Menu

Waarom is het cultuurrelativisme zo verleidelijk

Kritische analyse elementen cultuurrelativisme:

1. Er bestaat culturele diversiteit. Dit kan de auteur niet ontkennen.

2. Moraal is een onderdeel van cultuur. Het woord cultuur kan in een bredere en in een engere zin worden gehanteerd. In de brede zin verwijst het naar alle kenmerken van bepaalde levensvormen. In de engere zin verwijst het naar een systeem van waarden dat daaraan impliciet is. Maar in beide gevallen valt moraal daar onder. Ook dit element valt niet te ontkennen.

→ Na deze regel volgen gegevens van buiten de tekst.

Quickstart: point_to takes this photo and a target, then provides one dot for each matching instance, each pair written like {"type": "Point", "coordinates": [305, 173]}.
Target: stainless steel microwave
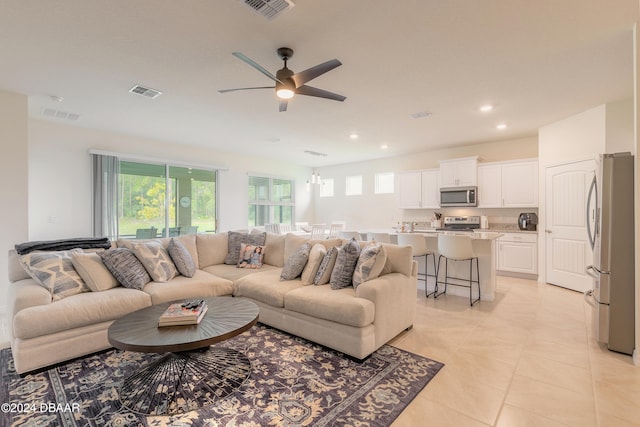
{"type": "Point", "coordinates": [459, 196]}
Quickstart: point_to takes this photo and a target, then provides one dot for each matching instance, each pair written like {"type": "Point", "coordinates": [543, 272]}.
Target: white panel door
{"type": "Point", "coordinates": [567, 245]}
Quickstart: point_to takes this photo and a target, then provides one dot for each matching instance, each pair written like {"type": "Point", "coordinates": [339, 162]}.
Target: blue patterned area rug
{"type": "Point", "coordinates": [293, 382]}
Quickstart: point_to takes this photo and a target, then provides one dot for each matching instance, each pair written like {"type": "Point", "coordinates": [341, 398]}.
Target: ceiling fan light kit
{"type": "Point", "coordinates": [288, 83]}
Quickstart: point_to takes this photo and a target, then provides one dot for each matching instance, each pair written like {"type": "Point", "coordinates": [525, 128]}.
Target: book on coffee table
{"type": "Point", "coordinates": [187, 313]}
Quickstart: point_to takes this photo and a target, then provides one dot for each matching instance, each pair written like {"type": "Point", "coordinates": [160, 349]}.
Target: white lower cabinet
{"type": "Point", "coordinates": [517, 253]}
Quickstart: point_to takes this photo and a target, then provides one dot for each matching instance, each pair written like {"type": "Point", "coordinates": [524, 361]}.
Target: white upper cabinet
{"type": "Point", "coordinates": [431, 189]}
{"type": "Point", "coordinates": [419, 189]}
{"type": "Point", "coordinates": [508, 184]}
{"type": "Point", "coordinates": [458, 172]}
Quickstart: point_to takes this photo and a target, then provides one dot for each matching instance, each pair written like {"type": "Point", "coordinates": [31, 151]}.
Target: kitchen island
{"type": "Point", "coordinates": [484, 246]}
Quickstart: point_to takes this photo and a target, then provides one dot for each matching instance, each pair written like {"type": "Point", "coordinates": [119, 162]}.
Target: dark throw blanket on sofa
{"type": "Point", "coordinates": [64, 244]}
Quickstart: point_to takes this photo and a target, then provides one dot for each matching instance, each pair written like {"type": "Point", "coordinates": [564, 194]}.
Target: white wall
{"type": "Point", "coordinates": [371, 211]}
{"type": "Point", "coordinates": [60, 177]}
{"type": "Point", "coordinates": [13, 180]}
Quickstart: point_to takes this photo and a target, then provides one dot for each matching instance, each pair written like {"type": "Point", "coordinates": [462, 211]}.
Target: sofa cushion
{"type": "Point", "coordinates": [125, 267]}
{"type": "Point", "coordinates": [342, 273]}
{"type": "Point", "coordinates": [323, 275]}
{"type": "Point", "coordinates": [250, 256]}
{"type": "Point", "coordinates": [316, 255]}
{"type": "Point", "coordinates": [274, 249]}
{"type": "Point", "coordinates": [370, 263]}
{"type": "Point", "coordinates": [294, 265]}
{"type": "Point", "coordinates": [236, 239]}
{"type": "Point", "coordinates": [202, 284]}
{"type": "Point", "coordinates": [90, 267]}
{"type": "Point", "coordinates": [212, 249]}
{"type": "Point", "coordinates": [265, 287]}
{"type": "Point", "coordinates": [233, 273]}
{"type": "Point", "coordinates": [84, 309]}
{"type": "Point", "coordinates": [294, 241]}
{"type": "Point", "coordinates": [55, 272]}
{"type": "Point", "coordinates": [181, 258]}
{"type": "Point", "coordinates": [340, 305]}
{"type": "Point", "coordinates": [156, 261]}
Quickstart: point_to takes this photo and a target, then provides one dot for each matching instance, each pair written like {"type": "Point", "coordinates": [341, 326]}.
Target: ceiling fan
{"type": "Point", "coordinates": [288, 83]}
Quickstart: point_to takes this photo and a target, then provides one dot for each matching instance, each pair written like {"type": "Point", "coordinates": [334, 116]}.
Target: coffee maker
{"type": "Point", "coordinates": [528, 221]}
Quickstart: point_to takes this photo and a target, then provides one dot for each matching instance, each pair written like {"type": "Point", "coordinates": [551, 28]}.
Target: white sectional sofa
{"type": "Point", "coordinates": [353, 320]}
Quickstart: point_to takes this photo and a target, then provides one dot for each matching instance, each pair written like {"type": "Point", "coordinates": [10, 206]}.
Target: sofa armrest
{"type": "Point", "coordinates": [27, 293]}
{"type": "Point", "coordinates": [395, 297]}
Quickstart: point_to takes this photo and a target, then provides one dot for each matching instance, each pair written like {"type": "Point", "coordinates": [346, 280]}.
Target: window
{"type": "Point", "coordinates": [164, 200]}
{"type": "Point", "coordinates": [353, 185]}
{"type": "Point", "coordinates": [326, 187]}
{"type": "Point", "coordinates": [384, 183]}
{"type": "Point", "coordinates": [271, 201]}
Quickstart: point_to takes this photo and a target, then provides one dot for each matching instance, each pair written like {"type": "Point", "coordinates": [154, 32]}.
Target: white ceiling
{"type": "Point", "coordinates": [536, 61]}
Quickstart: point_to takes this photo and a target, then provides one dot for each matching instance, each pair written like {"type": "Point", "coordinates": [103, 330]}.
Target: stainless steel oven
{"type": "Point", "coordinates": [459, 196]}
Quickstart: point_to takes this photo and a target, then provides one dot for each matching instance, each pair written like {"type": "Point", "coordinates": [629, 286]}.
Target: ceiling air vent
{"type": "Point", "coordinates": [270, 9]}
{"type": "Point", "coordinates": [57, 114]}
{"type": "Point", "coordinates": [145, 91]}
{"type": "Point", "coordinates": [315, 153]}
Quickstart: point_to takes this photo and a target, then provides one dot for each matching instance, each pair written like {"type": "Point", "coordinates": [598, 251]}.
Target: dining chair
{"type": "Point", "coordinates": [317, 231]}
{"type": "Point", "coordinates": [419, 244]}
{"type": "Point", "coordinates": [458, 248]}
{"type": "Point", "coordinates": [335, 229]}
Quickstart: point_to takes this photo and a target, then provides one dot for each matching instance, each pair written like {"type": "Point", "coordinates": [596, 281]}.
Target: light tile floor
{"type": "Point", "coordinates": [526, 359]}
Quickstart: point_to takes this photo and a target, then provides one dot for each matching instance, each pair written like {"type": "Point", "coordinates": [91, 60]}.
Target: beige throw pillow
{"type": "Point", "coordinates": [92, 270]}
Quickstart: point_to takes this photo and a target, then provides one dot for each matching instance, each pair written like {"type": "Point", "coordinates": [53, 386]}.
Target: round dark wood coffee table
{"type": "Point", "coordinates": [191, 374]}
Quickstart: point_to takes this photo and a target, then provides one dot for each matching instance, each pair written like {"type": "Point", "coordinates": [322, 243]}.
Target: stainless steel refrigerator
{"type": "Point", "coordinates": [611, 234]}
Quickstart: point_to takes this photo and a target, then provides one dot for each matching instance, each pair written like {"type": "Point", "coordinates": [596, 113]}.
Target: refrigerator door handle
{"type": "Point", "coordinates": [592, 233]}
{"type": "Point", "coordinates": [588, 297]}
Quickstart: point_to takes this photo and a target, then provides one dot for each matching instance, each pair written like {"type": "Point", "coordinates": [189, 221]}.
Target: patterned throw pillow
{"type": "Point", "coordinates": [250, 256]}
{"type": "Point", "coordinates": [181, 258]}
{"type": "Point", "coordinates": [342, 273]}
{"type": "Point", "coordinates": [236, 239]}
{"type": "Point", "coordinates": [90, 267]}
{"type": "Point", "coordinates": [156, 261]}
{"type": "Point", "coordinates": [326, 267]}
{"type": "Point", "coordinates": [124, 265]}
{"type": "Point", "coordinates": [318, 251]}
{"type": "Point", "coordinates": [370, 263]}
{"type": "Point", "coordinates": [54, 271]}
{"type": "Point", "coordinates": [294, 265]}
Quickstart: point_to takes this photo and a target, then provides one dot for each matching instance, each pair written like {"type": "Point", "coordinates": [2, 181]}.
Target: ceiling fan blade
{"type": "Point", "coordinates": [246, 88]}
{"type": "Point", "coordinates": [309, 74]}
{"type": "Point", "coordinates": [255, 65]}
{"type": "Point", "coordinates": [320, 93]}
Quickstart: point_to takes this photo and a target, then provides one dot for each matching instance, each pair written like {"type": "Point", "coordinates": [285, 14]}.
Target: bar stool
{"type": "Point", "coordinates": [419, 244]}
{"type": "Point", "coordinates": [457, 248]}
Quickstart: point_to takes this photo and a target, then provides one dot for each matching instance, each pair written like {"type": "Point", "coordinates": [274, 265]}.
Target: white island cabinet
{"type": "Point", "coordinates": [484, 246]}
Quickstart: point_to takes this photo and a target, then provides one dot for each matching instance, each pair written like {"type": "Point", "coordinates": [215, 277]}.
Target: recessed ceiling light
{"type": "Point", "coordinates": [420, 115]}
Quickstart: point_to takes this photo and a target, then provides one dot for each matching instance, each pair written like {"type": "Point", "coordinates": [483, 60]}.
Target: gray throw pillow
{"type": "Point", "coordinates": [125, 267]}
{"type": "Point", "coordinates": [323, 274]}
{"type": "Point", "coordinates": [181, 258]}
{"type": "Point", "coordinates": [342, 273]}
{"type": "Point", "coordinates": [55, 272]}
{"type": "Point", "coordinates": [236, 239]}
{"type": "Point", "coordinates": [294, 265]}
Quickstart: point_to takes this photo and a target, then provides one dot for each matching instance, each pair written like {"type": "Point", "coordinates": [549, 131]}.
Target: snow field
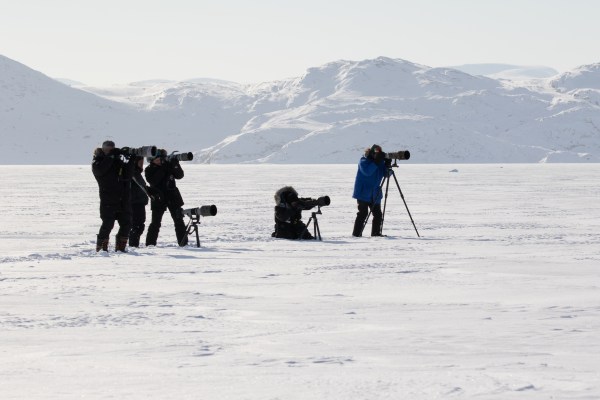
{"type": "Point", "coordinates": [499, 299]}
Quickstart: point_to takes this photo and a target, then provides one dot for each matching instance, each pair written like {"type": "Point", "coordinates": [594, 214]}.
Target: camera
{"type": "Point", "coordinates": [204, 211]}
{"type": "Point", "coordinates": [307, 203]}
{"type": "Point", "coordinates": [144, 151]}
{"type": "Point", "coordinates": [398, 155]}
{"type": "Point", "coordinates": [180, 157]}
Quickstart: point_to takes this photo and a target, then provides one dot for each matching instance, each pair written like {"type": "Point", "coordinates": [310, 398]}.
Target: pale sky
{"type": "Point", "coordinates": [119, 41]}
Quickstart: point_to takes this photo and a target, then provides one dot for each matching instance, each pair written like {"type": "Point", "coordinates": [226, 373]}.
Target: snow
{"type": "Point", "coordinates": [327, 115]}
{"type": "Point", "coordinates": [499, 298]}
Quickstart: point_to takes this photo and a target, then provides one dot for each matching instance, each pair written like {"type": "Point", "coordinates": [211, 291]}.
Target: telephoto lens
{"type": "Point", "coordinates": [144, 151]}
{"type": "Point", "coordinates": [208, 211]}
{"type": "Point", "coordinates": [399, 155]}
{"type": "Point", "coordinates": [181, 157]}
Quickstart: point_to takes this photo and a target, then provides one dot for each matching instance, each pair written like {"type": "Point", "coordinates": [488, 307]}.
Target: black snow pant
{"type": "Point", "coordinates": [109, 213]}
{"type": "Point", "coordinates": [361, 216]}
{"type": "Point", "coordinates": [154, 228]}
{"type": "Point", "coordinates": [138, 220]}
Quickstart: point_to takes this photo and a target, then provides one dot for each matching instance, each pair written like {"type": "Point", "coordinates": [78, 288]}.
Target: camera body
{"type": "Point", "coordinates": [306, 203]}
{"type": "Point", "coordinates": [398, 155]}
{"type": "Point", "coordinates": [202, 211]}
{"type": "Point", "coordinates": [144, 151]}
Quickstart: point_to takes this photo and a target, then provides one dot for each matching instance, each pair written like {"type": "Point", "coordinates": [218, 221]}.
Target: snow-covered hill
{"type": "Point", "coordinates": [326, 116]}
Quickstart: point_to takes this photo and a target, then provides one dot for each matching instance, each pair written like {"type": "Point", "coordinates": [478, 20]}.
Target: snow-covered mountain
{"type": "Point", "coordinates": [328, 115]}
{"type": "Point", "coordinates": [508, 71]}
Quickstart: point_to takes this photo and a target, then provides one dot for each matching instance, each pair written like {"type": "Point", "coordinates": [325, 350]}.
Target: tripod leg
{"type": "Point", "coordinates": [386, 180]}
{"type": "Point", "coordinates": [306, 231]}
{"type": "Point", "coordinates": [405, 205]}
{"type": "Point", "coordinates": [188, 231]}
{"type": "Point", "coordinates": [317, 230]}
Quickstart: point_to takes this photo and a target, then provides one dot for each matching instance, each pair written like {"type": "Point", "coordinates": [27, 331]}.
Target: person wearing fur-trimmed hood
{"type": "Point", "coordinates": [288, 215]}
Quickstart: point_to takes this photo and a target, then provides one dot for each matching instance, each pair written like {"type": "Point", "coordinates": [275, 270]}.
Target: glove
{"type": "Point", "coordinates": [154, 194]}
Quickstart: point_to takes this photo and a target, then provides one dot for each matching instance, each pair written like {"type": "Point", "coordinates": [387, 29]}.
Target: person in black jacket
{"type": "Point", "coordinates": [139, 201]}
{"type": "Point", "coordinates": [161, 175]}
{"type": "Point", "coordinates": [114, 179]}
{"type": "Point", "coordinates": [288, 215]}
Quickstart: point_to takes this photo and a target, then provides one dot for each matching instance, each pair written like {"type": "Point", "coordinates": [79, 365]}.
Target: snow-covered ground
{"type": "Point", "coordinates": [499, 298]}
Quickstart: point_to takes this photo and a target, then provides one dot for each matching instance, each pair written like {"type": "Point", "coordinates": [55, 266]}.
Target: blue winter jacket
{"type": "Point", "coordinates": [368, 180]}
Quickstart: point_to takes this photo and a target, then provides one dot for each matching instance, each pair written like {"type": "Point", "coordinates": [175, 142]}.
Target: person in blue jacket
{"type": "Point", "coordinates": [367, 189]}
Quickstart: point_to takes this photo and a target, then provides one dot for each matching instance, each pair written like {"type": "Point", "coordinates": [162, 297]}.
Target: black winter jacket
{"type": "Point", "coordinates": [162, 178]}
{"type": "Point", "coordinates": [113, 177]}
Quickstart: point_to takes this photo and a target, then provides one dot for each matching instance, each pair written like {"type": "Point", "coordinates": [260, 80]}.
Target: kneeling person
{"type": "Point", "coordinates": [288, 215]}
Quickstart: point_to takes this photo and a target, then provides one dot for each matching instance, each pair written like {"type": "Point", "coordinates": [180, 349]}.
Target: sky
{"type": "Point", "coordinates": [120, 41]}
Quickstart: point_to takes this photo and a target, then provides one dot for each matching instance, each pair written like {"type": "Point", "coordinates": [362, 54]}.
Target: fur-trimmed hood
{"type": "Point", "coordinates": [283, 190]}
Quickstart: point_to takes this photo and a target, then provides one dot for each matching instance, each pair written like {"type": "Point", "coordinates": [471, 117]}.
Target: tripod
{"type": "Point", "coordinates": [386, 182]}
{"type": "Point", "coordinates": [316, 229]}
{"type": "Point", "coordinates": [192, 227]}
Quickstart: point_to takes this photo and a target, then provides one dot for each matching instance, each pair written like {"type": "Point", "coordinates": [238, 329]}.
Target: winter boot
{"type": "Point", "coordinates": [101, 244]}
{"type": "Point", "coordinates": [358, 228]}
{"type": "Point", "coordinates": [121, 244]}
{"type": "Point", "coordinates": [134, 240]}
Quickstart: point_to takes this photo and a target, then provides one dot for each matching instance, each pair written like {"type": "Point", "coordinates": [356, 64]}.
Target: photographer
{"type": "Point", "coordinates": [372, 169]}
{"type": "Point", "coordinates": [139, 201]}
{"type": "Point", "coordinates": [161, 174]}
{"type": "Point", "coordinates": [288, 215]}
{"type": "Point", "coordinates": [114, 179]}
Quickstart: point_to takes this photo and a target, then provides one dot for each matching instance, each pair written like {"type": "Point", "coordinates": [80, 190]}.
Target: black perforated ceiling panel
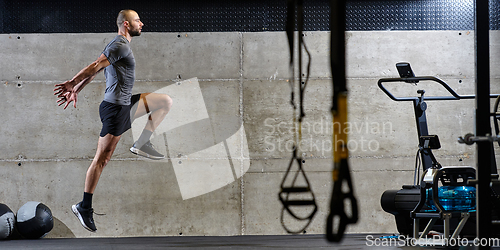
{"type": "Point", "coordinates": [34, 16]}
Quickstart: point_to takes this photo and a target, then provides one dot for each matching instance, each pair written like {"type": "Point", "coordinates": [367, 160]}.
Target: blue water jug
{"type": "Point", "coordinates": [453, 198]}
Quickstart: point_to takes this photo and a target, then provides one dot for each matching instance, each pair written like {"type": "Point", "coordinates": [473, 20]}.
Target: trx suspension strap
{"type": "Point", "coordinates": [342, 193]}
{"type": "Point", "coordinates": [296, 195]}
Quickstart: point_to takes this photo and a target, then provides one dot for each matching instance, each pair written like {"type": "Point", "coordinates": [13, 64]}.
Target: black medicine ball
{"type": "Point", "coordinates": [34, 220]}
{"type": "Point", "coordinates": [7, 221]}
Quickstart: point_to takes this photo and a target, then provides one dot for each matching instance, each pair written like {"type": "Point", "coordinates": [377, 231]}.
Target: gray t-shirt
{"type": "Point", "coordinates": [120, 75]}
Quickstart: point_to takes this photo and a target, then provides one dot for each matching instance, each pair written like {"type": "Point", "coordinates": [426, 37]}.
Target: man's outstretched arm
{"type": "Point", "coordinates": [68, 91]}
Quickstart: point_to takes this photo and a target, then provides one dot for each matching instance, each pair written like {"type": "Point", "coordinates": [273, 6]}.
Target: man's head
{"type": "Point", "coordinates": [129, 21]}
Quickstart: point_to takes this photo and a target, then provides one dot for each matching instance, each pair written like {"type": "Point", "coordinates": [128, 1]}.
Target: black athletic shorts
{"type": "Point", "coordinates": [116, 119]}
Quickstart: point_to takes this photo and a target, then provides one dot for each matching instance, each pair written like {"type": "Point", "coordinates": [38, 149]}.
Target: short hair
{"type": "Point", "coordinates": [122, 17]}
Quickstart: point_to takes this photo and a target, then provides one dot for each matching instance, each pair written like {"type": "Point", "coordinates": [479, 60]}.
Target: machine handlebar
{"type": "Point", "coordinates": [454, 95]}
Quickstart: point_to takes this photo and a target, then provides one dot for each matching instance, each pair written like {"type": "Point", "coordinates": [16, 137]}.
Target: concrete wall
{"type": "Point", "coordinates": [230, 143]}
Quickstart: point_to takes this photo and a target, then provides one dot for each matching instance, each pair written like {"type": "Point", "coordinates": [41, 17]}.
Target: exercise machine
{"type": "Point", "coordinates": [444, 198]}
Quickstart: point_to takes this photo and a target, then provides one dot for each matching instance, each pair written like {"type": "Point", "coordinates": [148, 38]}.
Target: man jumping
{"type": "Point", "coordinates": [118, 109]}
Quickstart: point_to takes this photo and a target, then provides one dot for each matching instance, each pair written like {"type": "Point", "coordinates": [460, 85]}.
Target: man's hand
{"type": "Point", "coordinates": [66, 93]}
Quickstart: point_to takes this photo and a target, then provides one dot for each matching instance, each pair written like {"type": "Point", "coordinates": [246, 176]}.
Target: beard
{"type": "Point", "coordinates": [136, 32]}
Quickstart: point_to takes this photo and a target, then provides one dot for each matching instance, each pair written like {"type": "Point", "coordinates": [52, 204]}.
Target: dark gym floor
{"type": "Point", "coordinates": [350, 241]}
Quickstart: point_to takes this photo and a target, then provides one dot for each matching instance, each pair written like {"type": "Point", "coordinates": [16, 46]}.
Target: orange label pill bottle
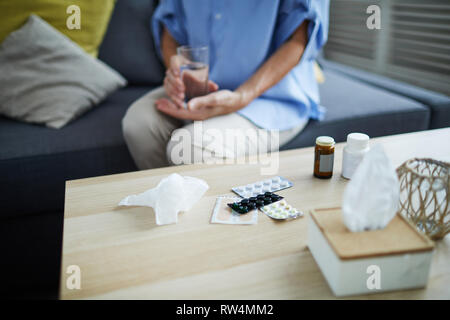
{"type": "Point", "coordinates": [324, 157]}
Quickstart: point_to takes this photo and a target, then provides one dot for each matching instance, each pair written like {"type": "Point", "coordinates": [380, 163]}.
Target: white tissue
{"type": "Point", "coordinates": [371, 198]}
{"type": "Point", "coordinates": [173, 194]}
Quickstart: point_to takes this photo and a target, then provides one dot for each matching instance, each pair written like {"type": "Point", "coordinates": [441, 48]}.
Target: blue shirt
{"type": "Point", "coordinates": [241, 36]}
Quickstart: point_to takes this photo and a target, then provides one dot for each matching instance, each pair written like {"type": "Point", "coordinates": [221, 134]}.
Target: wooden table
{"type": "Point", "coordinates": [123, 254]}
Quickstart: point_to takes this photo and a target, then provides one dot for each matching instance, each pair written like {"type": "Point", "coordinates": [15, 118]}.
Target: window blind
{"type": "Point", "coordinates": [413, 44]}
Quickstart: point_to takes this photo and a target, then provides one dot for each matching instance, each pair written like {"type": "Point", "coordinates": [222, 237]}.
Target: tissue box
{"type": "Point", "coordinates": [396, 257]}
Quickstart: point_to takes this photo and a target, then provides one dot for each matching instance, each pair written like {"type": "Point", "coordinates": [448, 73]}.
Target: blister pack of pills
{"type": "Point", "coordinates": [247, 204]}
{"type": "Point", "coordinates": [222, 213]}
{"type": "Point", "coordinates": [269, 185]}
{"type": "Point", "coordinates": [281, 210]}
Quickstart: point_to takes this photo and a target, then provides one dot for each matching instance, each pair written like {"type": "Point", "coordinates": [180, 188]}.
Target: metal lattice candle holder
{"type": "Point", "coordinates": [425, 195]}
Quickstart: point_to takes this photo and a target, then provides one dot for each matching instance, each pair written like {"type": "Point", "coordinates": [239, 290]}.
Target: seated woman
{"type": "Point", "coordinates": [261, 71]}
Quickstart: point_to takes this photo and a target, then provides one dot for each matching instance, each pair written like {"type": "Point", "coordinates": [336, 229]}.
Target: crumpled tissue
{"type": "Point", "coordinates": [173, 194]}
{"type": "Point", "coordinates": [371, 198]}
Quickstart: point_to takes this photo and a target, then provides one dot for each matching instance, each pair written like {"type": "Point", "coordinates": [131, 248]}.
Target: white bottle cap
{"type": "Point", "coordinates": [325, 141]}
{"type": "Point", "coordinates": [357, 141]}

3. Moraal is afhankelijk van cultuur. Maakt vergelijking tussen moraal en recht, want zijn op vele punten vergelijkbaar. Kenmerkend voor recht is dat de gelding daarvan verschilt naar de nationale jurisdictie waarin men zich bevindt en niemand bestrijdt dit. Ten aanzien van recht zijn we dus allemaal cultuurrelativist. Waarom zouden we het dan niet zijn ten aanzien van de moraal?

4. Men kan zich niet bevrijden van zijn cultuur. Van de culturele invloed kan niemand zich bevrijden, leert de cultuurrelativist. Auteur haalt stellingen van bovengenoemde denkers aan die dit onderstrepen.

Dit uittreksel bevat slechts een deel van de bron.